Little fish crosses the big pond to the International Meeting for Autism Research 2017
Maggi Laurie, 1st year PhD student at Development Autism Research Technology Group, University of Edinburgh
The International Society for Autism Research (INSAR) is a network of academics and researchers, who meet annually to share cutting-edge findings with other autism researchers. In May this year the meeting (IMFAR)  was held in San Francisco, California, and I was very fortunate to attend for the first time.
The IMFAR conference is huge, with a jam-packed schedule from 7am until 7pm, and more presentations and discussions than it is physically possible to attend. There are poster sessions and clusters of short talks around specific themes, as well as keynote speakers and special interest groups. The special interest groups (SIGs) are seminars focused around new or controversial research themes. This year’s SIG themes included ageing, safety on public transport, participation in brain imaging research, and suicidality.
Keynote speakers this year included Professors Pat Levitt, Connie Kasari and Ami Klin, who each gave wonderful speeches about their recent research findings. Levitt discussed the influence of brain circuits and genetics on individual differences in children with autism and other diagnoses. Kasari presented the effect of peer-implemented (rather than teacher or therapist-implemented) support in mainstream classrooms for autistic pupils. Klin (in a beautifully illustrated joint talk with collaborator Dr. Warren Jones) talked about development of social attention in children with and without autism and asked whether, by investigating what infants look at, scientists can predict which children will later receive a diagnosis of autism.
My area of research is technology, so I was straight up at the technology demonstration to play with all the shiny gadgets! There was a good mix of both technology applications (e.g. using technology to reduce sensory overload or support pretend play) and design (i.e. developing new technologies which have been designed by autistic people). There were lots of novel technologies (such as robotics), which will be interesting to follow over the years as these technologies are developed and evaluated in classrooms, at home and in the community.

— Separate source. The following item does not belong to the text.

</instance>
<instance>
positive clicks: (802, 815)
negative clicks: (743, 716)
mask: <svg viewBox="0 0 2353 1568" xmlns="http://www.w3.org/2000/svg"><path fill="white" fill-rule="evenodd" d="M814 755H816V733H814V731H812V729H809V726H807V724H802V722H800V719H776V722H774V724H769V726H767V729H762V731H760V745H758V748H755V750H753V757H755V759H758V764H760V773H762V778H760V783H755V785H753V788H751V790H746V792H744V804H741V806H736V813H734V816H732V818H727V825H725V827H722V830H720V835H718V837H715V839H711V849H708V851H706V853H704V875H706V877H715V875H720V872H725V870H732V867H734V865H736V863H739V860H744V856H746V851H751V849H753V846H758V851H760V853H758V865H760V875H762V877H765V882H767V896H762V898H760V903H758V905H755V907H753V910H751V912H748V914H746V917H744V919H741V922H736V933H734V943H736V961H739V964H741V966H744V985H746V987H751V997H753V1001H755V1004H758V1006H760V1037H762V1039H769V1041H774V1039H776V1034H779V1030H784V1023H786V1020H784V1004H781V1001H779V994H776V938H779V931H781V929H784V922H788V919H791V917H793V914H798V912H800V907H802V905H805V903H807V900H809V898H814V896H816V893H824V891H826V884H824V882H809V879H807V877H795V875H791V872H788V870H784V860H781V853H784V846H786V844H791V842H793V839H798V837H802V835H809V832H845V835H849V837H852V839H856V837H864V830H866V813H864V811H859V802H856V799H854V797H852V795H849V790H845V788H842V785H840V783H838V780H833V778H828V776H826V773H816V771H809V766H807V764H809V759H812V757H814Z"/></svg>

Whilst IMFAR was an incredible experience, and I got a lot out of attending, there are a few things I would like to see changed in future meetings. The organisation INSAR do make efforts to engage with the autistic community, but I think they can showcase this more to the attendees, and invite autistic and community speakers to host discussions. In an ideal world, I think all conferences about autism should have a language policy (informed by autistic people), interaction cards, and be hosted in autism-friendly venues (whilst 2017 was an improvement on 2016 from reports, it still was not great). Whilst this may be too idealistic to achieve in time for the next conference, I am uplifted by the discussions I had with colleagues and friends about what changes could make the next meeting more community-friendly.
In all, I am grateful for the opportunity to attend IMFAR and I had many insightful conversations with delegates about my research and related topics, including theories of autism, early development, and outcome measures. The biggest thing that I left IMFAR thinking about is how to feedback these discussions to the autistic community (although Twitter was very good for doing this remotely) and other stakeholders, such as teachers, parents and therapists (and I like to think it begins with this article). As a PhD student, the frontline for me is attending an international conference and trying to network with my academic idols, but for the community, the priority is bridging the gap between community and research at all levels.
 Since its inception, INSAR’s annual meeting has been called “IMFAR” (the International Meeting for Autism Research), but next year will be re-branded as the “INSAR Annual Meeting”
 The next INSAR Annual Meeting will be in Rotterdam, the Netherlands, in May 2018.